Kisah Kawin Beda Agama, Menantang Arus dan Problematik Klasik
Feature

Kisah Kawin Beda Agama, Menantang Arus dan Problematik Klasik

Memilih jalan yang dinilai tak lazim bagi sebagian manusia memang harus melewati berbagai tantangan dan masalah. Mungkin itu yang dirasakan oleh para pelaku kawin beda agama. Meski UU Perkawinan tidak melarang maupun mengatur perkawinan beda agama secara spesifik atau khusus, namun narasi kawin beda agama dilarang di Indonesia membuat praktik perkawinan beda agama sulit untuk dilakukan.

Fitri Novia Heriani
Bacaan 8 Menit

“Tapi ya memang nggak mudah. Pacaran empat tahun, semakin lama semakin kenal lebih dekat dan kita mengedepankan personalnya. Memang udah cocok gitu jadi akhirnya yang lainnya harus menyesuaikan,” tutur SW dalam sesi wawancara bersama Hukumonline.

Seperti banyak terjadi pada perkawinan beda agama, CL yang lahir dan besar di keluarga muslim, mendapatkan perlawanan dari keluarga saat dia mengutarakan niatnya itu. Namun seiring berjalannya waktu, kedua orang tua akhirnya memberikan restu. Hal ini tentu sangat bertolak belakang dengan SW yang beragama Katolik, di mana perbedaan keyakinan merupakan hal yang biasa terjadi dalam keluarga besarnya.

Pada 2013 keduanya memutuskan untuk melangsungkan perkawinan di Indonesia, tepatnya di sebuah gereja Katolik di Jakarta. Lewat sebuah pencarian panjang, SW menemukan sebuah gereja dan juga pastor yang bisa menikahkan pasangan beda agama. Tak banyak rintangan yang mereka temukan, prosesi pemberkatan dilakukan tanpa sakramen sehingga perkawinan keduanya sah secara Katolik. Rupanya perkawinan tak hanya digelar secara Katolik. SW dan CL juga menggelar perkawinan secara Islam bersama yang dipandu oleh seorang ustadz. Perkawinan dilakukan secara siri.

Namun keduanya menemui kendala saat ingin mengurus administrasi perkawinan yang diperlukan untuk menikah di gereja Katolik, di mana pihak catatan sipil menolak berkas yang mereka ajukan karena adanya perbedaan agama. Hadangan tersebut sempat membuat keduanya mengalami stres, namun pada akhirnya jalan keluar mereka temukan lewat informasi dari seorang yang ditemui di kantor catatan sipil.

Baik Jonathan maupun pasangan SW dan CL, menegaskan bahwa perkawinan beda agama yang mereka lakukan bukanlah untuk ditiru oleh pihak manapun. Mengingat praktik semacam ini masih belum diterima oleh sebagian kalangan dan tidak ada aturan jelas dalam hukum Indonesia, meskipun perkawinan beda agama yang dilakukan di luar negeri bisa dicatatkan di Indonesia.
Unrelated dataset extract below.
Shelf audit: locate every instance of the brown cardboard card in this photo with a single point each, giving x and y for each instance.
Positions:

“Jadi kita tidak menyarankan. Karena menikah beda agama itu nggak gampang. Harus benar-benar dewasa, harus selesai dengan diri sendiri. Karena menikah itu adalah kontrak seumur hidup,” ujar CL.

Beberapa narasi yang muncul dari perkawinan agama yang kerap di dengar CL adalah risiko terjadinya perceraian. CL tak menampik kebenaran tersebut, namun dia menilai segala sesuatu yang memicu perceraian ditentukan oleh sikap personality, bukan agama. Seseorang yang belum dewasa dalam bersikap dan berfikir, akan sulit mempertahankan rumah tangga, sekalipun perkawinan dilakukan oleh dua orang dengan keyakinan yang sama.